The president, 77, left Sao Paulo’s Syrian-Lebanese Hospital where he stayed a little more than two days after being submitted to cardiac catheterization that found a 90-percent obstruction in the three arteries.
The medical team then performed an angioplasty to reestablish a normal blood flow, and also implanted in two of the arteries a stent, an expandable tube of metal mesh (vascular endoprosthesis), to stop them from closing again and so avoid the risk of a heart attack.
Since the operation, Temer has been found in “stable” condition and able to return to his “normal activities.”
The idea is that he will return to Brasilia Monday afternoon, where a meeting with Bolivian President Evo Morales had been scheduled, but which had to be postponed due to Temer being diagnosed with an emergency condition.

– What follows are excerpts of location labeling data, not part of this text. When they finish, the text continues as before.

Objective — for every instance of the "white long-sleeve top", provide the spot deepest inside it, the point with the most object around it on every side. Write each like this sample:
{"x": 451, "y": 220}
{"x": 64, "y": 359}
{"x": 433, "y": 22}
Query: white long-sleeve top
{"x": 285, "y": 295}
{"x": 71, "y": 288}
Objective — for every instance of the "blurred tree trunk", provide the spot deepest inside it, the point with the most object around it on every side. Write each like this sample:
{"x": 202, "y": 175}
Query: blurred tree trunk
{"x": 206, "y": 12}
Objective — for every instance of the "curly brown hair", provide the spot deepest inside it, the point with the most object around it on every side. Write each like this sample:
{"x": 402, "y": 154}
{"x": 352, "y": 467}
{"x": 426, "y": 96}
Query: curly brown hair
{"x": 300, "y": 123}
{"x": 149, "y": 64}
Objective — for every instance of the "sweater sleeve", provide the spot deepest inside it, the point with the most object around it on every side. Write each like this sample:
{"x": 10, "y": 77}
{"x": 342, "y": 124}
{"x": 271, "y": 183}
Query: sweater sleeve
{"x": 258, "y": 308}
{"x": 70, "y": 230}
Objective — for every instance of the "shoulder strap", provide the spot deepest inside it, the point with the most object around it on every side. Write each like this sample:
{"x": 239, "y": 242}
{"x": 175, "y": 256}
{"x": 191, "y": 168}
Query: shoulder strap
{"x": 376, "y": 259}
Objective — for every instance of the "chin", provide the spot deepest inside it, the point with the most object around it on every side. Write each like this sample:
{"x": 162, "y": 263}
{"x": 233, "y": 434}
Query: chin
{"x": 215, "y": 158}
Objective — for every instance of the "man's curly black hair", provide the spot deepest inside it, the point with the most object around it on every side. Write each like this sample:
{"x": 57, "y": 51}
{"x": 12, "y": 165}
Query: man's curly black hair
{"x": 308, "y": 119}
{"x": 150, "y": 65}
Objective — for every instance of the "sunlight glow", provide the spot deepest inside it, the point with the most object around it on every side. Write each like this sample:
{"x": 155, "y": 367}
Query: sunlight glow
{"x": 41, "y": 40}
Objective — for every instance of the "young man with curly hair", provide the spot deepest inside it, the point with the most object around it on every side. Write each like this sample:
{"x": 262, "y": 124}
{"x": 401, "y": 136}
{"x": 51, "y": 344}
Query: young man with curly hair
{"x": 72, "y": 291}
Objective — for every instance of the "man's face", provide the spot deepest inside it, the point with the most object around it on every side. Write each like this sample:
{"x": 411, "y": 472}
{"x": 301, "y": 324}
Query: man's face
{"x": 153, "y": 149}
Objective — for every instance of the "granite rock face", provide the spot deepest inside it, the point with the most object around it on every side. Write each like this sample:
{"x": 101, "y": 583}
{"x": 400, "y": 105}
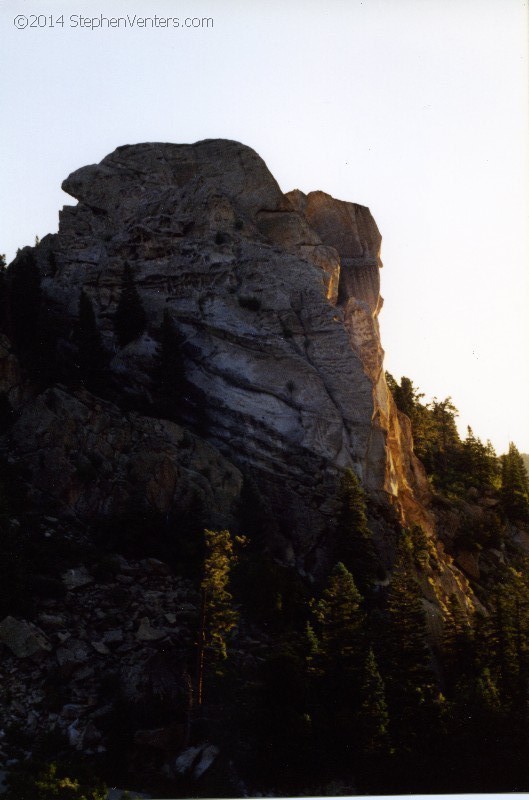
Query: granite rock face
{"x": 277, "y": 298}
{"x": 86, "y": 457}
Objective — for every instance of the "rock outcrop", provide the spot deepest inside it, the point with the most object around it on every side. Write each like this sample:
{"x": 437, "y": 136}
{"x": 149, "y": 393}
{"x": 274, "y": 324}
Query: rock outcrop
{"x": 87, "y": 458}
{"x": 277, "y": 298}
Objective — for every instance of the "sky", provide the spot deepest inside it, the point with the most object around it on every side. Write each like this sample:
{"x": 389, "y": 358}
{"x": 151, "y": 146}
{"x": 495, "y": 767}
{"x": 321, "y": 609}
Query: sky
{"x": 418, "y": 109}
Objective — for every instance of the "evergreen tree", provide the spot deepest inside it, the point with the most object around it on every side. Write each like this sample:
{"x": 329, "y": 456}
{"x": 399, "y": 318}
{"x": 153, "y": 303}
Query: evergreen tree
{"x": 410, "y": 682}
{"x": 129, "y": 319}
{"x": 3, "y": 296}
{"x": 24, "y": 301}
{"x": 91, "y": 355}
{"x": 514, "y": 484}
{"x": 340, "y": 619}
{"x": 373, "y": 718}
{"x": 478, "y": 462}
{"x": 338, "y": 657}
{"x": 355, "y": 547}
{"x": 218, "y": 617}
{"x": 170, "y": 375}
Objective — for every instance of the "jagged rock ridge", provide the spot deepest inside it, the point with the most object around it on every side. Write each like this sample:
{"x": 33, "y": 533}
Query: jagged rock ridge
{"x": 277, "y": 297}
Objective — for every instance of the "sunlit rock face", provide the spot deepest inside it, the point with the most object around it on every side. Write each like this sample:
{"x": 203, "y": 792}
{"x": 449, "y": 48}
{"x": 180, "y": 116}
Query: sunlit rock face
{"x": 277, "y": 297}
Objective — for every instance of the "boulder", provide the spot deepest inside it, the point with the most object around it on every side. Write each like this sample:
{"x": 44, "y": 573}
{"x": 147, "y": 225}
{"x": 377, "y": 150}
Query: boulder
{"x": 23, "y": 638}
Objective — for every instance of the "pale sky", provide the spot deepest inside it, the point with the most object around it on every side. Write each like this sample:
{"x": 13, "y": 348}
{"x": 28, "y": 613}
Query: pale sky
{"x": 418, "y": 109}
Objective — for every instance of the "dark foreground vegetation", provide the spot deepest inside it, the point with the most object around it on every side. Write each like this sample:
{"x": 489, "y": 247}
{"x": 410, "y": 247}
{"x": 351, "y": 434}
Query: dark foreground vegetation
{"x": 328, "y": 686}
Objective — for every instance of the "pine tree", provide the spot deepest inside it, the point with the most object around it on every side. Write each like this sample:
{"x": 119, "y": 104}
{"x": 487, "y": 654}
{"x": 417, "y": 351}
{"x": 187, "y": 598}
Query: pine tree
{"x": 355, "y": 547}
{"x": 337, "y": 668}
{"x": 170, "y": 375}
{"x": 410, "y": 682}
{"x": 218, "y": 617}
{"x": 91, "y": 355}
{"x": 130, "y": 319}
{"x": 4, "y": 300}
{"x": 24, "y": 300}
{"x": 340, "y": 620}
{"x": 514, "y": 484}
{"x": 373, "y": 719}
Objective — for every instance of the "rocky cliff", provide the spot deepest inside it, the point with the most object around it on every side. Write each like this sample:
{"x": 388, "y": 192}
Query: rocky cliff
{"x": 277, "y": 297}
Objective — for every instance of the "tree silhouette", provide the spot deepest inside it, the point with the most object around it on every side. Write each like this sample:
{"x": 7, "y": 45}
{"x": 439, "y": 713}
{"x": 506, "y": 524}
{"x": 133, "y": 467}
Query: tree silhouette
{"x": 91, "y": 355}
{"x": 354, "y": 540}
{"x": 129, "y": 319}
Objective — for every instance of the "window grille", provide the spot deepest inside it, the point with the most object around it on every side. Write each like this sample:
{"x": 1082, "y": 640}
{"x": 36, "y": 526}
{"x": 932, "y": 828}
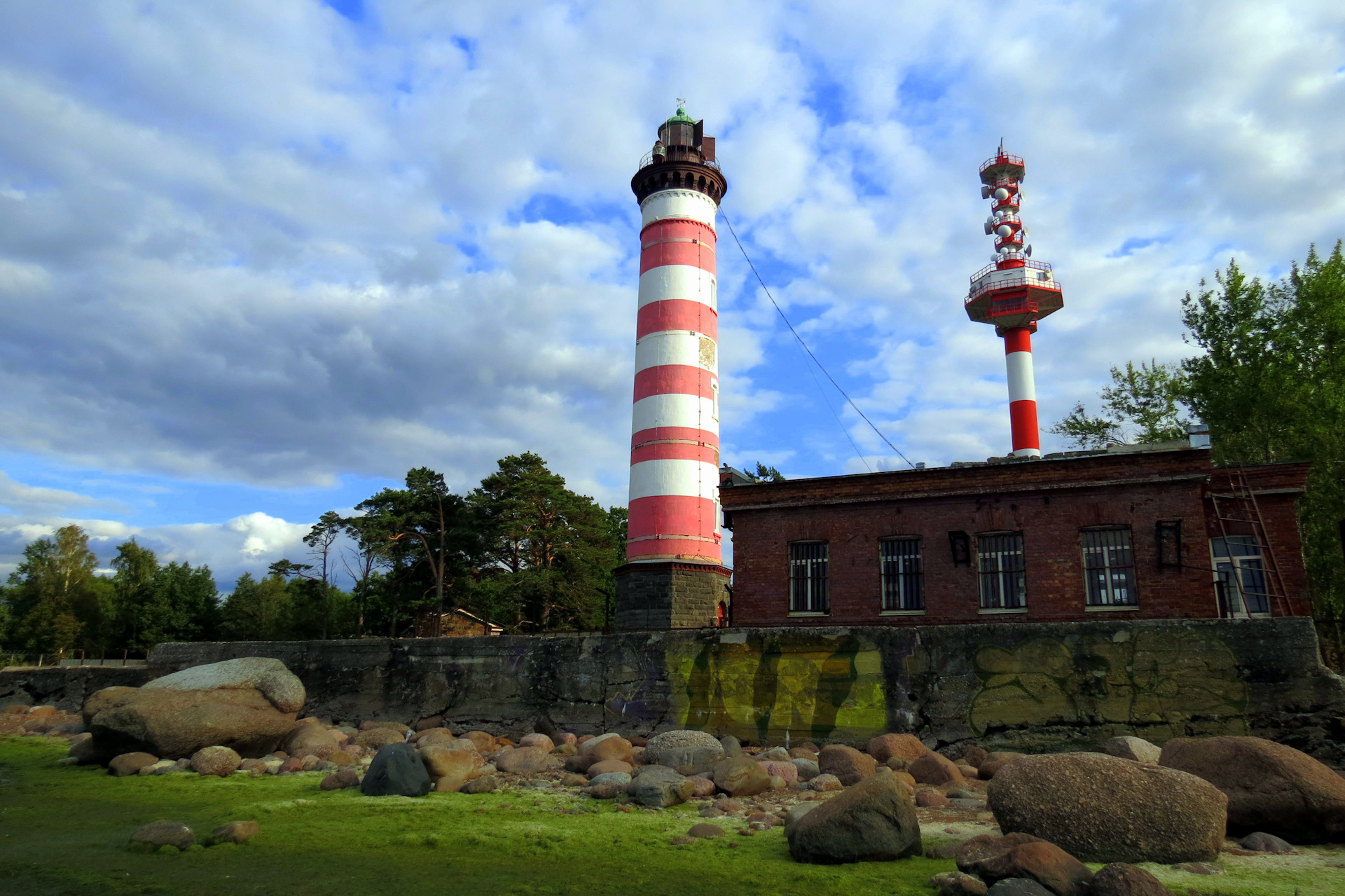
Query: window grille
{"x": 808, "y": 577}
{"x": 1002, "y": 581}
{"x": 1241, "y": 576}
{"x": 903, "y": 577}
{"x": 1109, "y": 568}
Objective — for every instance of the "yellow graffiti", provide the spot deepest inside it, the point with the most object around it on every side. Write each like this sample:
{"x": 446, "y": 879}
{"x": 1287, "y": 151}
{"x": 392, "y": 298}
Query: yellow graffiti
{"x": 764, "y": 691}
{"x": 1162, "y": 681}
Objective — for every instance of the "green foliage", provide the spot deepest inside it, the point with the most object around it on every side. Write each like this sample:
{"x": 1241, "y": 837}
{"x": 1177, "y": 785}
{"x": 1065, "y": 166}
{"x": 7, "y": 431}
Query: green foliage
{"x": 257, "y": 609}
{"x": 522, "y": 551}
{"x": 768, "y": 474}
{"x": 54, "y": 600}
{"x": 548, "y": 553}
{"x": 431, "y": 544}
{"x": 1271, "y": 387}
{"x": 1143, "y": 406}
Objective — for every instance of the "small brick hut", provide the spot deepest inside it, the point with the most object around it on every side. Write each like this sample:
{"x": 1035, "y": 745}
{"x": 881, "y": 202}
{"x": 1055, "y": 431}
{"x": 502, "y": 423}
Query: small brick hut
{"x": 1145, "y": 532}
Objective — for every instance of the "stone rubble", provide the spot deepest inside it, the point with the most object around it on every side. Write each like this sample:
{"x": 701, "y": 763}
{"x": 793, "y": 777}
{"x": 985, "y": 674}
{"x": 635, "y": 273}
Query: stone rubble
{"x": 1063, "y": 805}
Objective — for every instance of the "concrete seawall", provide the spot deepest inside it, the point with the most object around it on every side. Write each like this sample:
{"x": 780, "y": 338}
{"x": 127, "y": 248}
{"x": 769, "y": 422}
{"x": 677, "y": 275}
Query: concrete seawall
{"x": 1032, "y": 687}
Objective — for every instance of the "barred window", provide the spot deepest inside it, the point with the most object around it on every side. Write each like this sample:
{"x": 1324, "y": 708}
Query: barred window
{"x": 903, "y": 577}
{"x": 1109, "y": 568}
{"x": 808, "y": 577}
{"x": 1241, "y": 576}
{"x": 1002, "y": 583}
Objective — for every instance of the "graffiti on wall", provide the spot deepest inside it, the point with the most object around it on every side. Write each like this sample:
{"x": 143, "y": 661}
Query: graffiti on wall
{"x": 767, "y": 689}
{"x": 1166, "y": 684}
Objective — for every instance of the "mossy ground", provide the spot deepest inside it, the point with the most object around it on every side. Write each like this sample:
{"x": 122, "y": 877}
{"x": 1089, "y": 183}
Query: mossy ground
{"x": 65, "y": 830}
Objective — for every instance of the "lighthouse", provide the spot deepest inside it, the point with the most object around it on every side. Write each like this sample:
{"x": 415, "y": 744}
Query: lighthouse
{"x": 674, "y": 576}
{"x": 1013, "y": 294}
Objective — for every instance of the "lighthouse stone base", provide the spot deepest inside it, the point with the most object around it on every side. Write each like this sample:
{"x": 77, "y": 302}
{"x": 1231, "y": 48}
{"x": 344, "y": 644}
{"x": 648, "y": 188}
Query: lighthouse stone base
{"x": 670, "y": 595}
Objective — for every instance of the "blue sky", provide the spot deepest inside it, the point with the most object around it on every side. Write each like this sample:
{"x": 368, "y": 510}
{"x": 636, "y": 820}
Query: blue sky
{"x": 260, "y": 259}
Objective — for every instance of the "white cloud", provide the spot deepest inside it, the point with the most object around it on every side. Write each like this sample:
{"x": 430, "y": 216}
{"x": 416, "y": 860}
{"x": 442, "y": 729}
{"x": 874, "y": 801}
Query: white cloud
{"x": 288, "y": 253}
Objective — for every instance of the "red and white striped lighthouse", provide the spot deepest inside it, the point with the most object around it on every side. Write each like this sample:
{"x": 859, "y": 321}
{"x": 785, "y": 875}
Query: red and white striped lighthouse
{"x": 674, "y": 501}
{"x": 1013, "y": 292}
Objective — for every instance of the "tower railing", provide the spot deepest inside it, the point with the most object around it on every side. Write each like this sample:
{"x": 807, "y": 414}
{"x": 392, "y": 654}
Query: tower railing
{"x": 649, "y": 160}
{"x": 1017, "y": 256}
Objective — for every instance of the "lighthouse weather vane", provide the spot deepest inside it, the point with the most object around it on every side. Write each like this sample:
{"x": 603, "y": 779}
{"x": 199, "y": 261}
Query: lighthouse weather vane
{"x": 1013, "y": 294}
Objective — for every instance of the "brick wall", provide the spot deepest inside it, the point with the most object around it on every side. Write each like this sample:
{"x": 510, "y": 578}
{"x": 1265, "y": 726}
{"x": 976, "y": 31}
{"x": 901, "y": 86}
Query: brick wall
{"x": 1048, "y": 501}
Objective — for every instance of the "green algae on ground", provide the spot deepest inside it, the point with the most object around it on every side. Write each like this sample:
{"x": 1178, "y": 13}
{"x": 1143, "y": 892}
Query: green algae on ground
{"x": 65, "y": 830}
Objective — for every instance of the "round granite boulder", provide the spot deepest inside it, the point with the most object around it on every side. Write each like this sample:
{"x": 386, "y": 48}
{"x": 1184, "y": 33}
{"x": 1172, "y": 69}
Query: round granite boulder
{"x": 1102, "y": 809}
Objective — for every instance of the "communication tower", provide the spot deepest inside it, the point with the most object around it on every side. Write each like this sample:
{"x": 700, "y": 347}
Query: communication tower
{"x": 1013, "y": 294}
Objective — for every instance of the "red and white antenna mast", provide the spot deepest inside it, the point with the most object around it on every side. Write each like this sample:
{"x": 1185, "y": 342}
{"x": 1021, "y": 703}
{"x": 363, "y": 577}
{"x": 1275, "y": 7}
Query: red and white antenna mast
{"x": 1013, "y": 294}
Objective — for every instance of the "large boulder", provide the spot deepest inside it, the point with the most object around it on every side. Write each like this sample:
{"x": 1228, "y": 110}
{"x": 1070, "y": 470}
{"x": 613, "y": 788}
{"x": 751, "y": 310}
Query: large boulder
{"x": 396, "y": 771}
{"x": 908, "y": 747}
{"x": 244, "y": 704}
{"x": 265, "y": 676}
{"x": 659, "y": 787}
{"x": 1102, "y": 809}
{"x": 741, "y": 777}
{"x": 846, "y": 763}
{"x": 450, "y": 766}
{"x": 872, "y": 821}
{"x": 993, "y": 859}
{"x": 1270, "y": 787}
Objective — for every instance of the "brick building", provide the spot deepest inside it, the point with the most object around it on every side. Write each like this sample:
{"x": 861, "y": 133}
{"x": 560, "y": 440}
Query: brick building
{"x": 1145, "y": 532}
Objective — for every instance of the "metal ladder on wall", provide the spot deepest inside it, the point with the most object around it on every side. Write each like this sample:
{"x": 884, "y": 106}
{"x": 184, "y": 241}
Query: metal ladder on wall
{"x": 1244, "y": 498}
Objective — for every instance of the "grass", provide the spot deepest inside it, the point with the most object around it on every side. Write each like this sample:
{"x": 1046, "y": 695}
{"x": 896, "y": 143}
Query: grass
{"x": 65, "y": 830}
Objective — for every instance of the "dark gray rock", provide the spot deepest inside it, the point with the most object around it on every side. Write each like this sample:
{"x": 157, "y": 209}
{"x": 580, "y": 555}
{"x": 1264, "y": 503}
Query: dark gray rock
{"x": 163, "y": 833}
{"x": 1121, "y": 878}
{"x": 661, "y": 787}
{"x": 958, "y": 884}
{"x": 1263, "y": 843}
{"x": 872, "y": 821}
{"x": 1019, "y": 887}
{"x": 397, "y": 771}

Temer’s coronary problems were detected early last October, when doctors chose to avoid an operation and instead treated the arterial obstruction with medication.
Before the catheterization, Temer went first for a checkup to evaluate the results of a prostate surgery he underwent a month ago to correct another obstruction, which on that occasion was urological.
The prostate surgery, performed last Oct. 28, caused another postponement of a meeting in Brasilia between Temer and Morales, who had planned to visit Brazil on Oct. 30.
Temer has no official commitments this Monday, but does have before him the announced shakeup of his Cabinet, possibly affecting 17 of his 28 ministers.